Association of decreased mRNA expression of multidrug and toxin extrusion protein 1 in peripheral blood cells with the development of flutamide-induced liver injury.

PMID 25862351


The anti-prostate cancer drug flutamide occasionally causes hepatotoxicity, and predictive biomarkers of flutamide-induced liver injury (FILI) are needed to improve safety of this drug. The aim of this prospective study was to identify such a biomarker by analyzing peripheral blood samples from patients before flutamide therapy. Blood samples were obtained from 52 patients with prostate cancer before flutamide therapy. FILI was defined as treatment-related elevation of the serum concentration of aspartate or alanine aminotransferase to more than twice the upper limit of the reference range. The patients were monitored for at least 6 months regarding FILI. Microarray and quantitative real-time PCR analyses were conducted to compare gene expression profiles between the groups with and without FILI. Seventeen patients developed FILI. Microarray analysis of the training set in 15 patients detected 11 annotated genes showing >twofold expression changes between the groups (p < 0.005).

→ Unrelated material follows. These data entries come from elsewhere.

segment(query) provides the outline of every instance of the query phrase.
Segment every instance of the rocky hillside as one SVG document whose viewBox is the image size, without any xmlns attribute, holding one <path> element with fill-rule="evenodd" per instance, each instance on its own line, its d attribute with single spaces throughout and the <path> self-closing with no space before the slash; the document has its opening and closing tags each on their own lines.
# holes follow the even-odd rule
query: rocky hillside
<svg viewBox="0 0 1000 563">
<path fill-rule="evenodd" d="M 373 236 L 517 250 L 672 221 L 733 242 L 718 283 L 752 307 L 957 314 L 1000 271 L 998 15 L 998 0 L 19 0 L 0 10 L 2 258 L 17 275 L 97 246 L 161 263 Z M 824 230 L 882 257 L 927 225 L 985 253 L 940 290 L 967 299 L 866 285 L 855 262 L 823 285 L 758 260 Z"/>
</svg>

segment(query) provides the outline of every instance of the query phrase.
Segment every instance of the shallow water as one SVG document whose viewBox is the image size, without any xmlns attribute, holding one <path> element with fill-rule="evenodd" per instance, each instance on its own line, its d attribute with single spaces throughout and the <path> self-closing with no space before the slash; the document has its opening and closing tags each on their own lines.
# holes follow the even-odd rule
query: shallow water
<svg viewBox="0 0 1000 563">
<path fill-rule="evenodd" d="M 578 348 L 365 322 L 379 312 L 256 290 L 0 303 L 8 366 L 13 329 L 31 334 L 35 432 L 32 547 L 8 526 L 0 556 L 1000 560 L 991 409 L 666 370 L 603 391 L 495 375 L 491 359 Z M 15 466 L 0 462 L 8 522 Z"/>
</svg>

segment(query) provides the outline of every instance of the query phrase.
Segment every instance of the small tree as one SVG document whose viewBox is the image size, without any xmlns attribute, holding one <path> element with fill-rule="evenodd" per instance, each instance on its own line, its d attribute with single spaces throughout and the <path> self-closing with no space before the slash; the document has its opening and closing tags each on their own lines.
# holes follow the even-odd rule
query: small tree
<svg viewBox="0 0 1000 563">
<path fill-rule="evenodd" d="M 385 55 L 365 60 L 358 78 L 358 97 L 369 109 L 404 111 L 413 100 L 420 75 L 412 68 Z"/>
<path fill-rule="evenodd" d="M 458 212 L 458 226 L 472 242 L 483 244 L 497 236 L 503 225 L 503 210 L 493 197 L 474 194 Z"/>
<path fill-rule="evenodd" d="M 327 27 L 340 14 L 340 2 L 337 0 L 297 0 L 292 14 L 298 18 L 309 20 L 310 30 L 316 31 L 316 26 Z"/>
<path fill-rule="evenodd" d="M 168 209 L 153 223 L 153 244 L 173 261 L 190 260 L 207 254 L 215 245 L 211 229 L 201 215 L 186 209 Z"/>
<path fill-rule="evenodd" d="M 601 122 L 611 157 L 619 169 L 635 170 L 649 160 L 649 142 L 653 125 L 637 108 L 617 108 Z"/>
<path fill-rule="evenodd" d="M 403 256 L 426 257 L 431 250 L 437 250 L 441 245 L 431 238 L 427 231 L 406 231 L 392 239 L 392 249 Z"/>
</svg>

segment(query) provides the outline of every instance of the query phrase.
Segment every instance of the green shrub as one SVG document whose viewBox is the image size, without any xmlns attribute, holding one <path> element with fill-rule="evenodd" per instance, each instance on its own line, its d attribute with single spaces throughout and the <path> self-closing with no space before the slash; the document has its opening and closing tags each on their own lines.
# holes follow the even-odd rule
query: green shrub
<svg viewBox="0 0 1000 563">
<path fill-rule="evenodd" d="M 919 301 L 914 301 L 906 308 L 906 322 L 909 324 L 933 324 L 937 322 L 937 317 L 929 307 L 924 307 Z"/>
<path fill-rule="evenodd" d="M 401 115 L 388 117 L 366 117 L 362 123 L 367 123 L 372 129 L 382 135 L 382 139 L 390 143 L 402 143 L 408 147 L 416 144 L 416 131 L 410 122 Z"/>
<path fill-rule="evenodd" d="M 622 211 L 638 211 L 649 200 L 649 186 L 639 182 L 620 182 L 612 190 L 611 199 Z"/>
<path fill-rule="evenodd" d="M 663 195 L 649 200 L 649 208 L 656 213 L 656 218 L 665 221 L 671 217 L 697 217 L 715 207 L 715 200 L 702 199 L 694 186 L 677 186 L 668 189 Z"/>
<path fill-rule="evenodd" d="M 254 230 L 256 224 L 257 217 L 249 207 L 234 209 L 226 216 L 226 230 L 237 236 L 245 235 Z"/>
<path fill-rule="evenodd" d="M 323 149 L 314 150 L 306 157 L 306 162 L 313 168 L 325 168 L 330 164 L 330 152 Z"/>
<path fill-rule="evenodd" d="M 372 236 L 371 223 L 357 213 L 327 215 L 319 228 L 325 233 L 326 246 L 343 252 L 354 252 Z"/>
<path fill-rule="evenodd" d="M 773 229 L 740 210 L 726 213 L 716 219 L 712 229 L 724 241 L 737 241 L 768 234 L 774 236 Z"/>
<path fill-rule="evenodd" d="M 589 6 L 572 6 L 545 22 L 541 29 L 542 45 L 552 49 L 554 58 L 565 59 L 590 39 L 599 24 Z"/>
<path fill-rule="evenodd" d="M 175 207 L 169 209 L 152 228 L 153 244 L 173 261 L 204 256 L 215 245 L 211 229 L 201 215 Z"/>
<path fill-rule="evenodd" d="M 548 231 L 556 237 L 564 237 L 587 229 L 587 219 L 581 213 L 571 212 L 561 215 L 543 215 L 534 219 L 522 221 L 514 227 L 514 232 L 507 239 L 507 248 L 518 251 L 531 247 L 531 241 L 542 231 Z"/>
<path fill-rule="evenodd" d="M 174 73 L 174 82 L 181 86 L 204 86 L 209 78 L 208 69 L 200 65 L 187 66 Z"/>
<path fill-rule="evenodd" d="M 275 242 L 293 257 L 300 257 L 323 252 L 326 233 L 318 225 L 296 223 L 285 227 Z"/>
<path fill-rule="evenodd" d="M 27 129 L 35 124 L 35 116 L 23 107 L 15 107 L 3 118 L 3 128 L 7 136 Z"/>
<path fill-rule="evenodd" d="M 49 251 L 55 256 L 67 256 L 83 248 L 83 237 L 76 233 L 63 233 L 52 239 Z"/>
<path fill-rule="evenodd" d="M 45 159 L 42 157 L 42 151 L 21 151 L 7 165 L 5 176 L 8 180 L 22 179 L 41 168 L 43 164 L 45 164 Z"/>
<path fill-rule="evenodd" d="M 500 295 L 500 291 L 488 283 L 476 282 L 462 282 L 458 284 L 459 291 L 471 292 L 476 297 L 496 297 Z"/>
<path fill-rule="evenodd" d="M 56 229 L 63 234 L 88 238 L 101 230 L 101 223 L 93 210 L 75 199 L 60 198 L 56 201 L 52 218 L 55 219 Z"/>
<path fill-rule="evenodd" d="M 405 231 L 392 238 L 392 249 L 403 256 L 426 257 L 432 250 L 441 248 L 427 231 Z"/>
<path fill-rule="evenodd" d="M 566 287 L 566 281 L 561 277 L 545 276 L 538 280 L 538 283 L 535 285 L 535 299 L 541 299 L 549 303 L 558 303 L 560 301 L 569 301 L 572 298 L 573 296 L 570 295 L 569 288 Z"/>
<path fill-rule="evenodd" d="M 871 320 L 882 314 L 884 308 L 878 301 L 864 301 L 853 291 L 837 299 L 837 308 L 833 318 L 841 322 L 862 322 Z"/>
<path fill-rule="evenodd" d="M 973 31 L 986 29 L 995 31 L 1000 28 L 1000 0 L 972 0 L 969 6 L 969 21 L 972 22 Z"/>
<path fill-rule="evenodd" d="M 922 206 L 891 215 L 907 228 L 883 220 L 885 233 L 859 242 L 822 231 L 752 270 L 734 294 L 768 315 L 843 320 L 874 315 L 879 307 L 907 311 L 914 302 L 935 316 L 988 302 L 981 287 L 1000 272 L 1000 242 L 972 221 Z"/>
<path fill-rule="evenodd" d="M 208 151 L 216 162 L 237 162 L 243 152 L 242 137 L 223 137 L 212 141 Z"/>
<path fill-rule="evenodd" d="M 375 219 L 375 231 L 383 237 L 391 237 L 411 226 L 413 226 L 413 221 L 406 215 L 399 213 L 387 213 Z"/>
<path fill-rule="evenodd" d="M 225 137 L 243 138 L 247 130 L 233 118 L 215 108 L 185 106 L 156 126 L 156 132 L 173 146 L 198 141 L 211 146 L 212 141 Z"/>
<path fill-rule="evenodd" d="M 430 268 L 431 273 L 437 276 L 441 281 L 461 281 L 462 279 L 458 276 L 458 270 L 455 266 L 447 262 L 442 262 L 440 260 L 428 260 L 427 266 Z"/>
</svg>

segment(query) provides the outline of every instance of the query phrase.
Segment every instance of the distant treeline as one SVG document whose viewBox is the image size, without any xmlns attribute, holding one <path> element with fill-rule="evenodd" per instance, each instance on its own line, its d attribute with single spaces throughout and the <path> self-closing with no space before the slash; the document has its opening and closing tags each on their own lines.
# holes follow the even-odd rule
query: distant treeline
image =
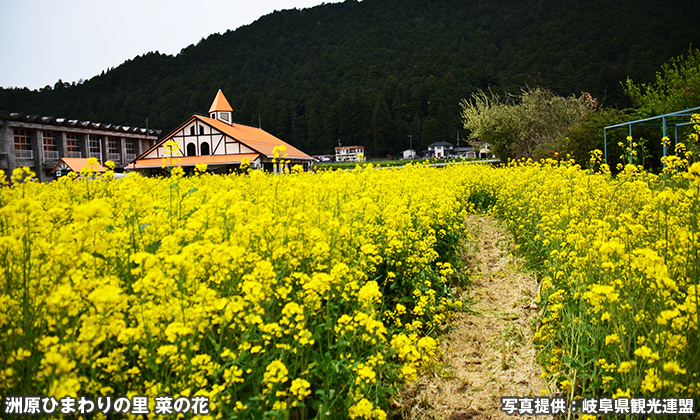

Quantitative PCR analysis of both the training set and validation set confirmed that mRNA levels of multidrug and toxin extrusion protein 1 (MATE1 or SLC47A1, encoded by 1 of the 11 genes) were significantly lower in patients with FILI. A small experiment on mice (three per group) showed that Mate1 knockout mice had an elevated serum concentration of 4-nitro-3-(trifluoromethyl)phenylamine, a major metabolite of flutamide, 2 h after administration of the drug, suggesting that Mate1 could affect the pharmacokinetics of flutamide. The MATE1 mRNA level in peripheral blood is a possible negative predictive biomarker of FILI.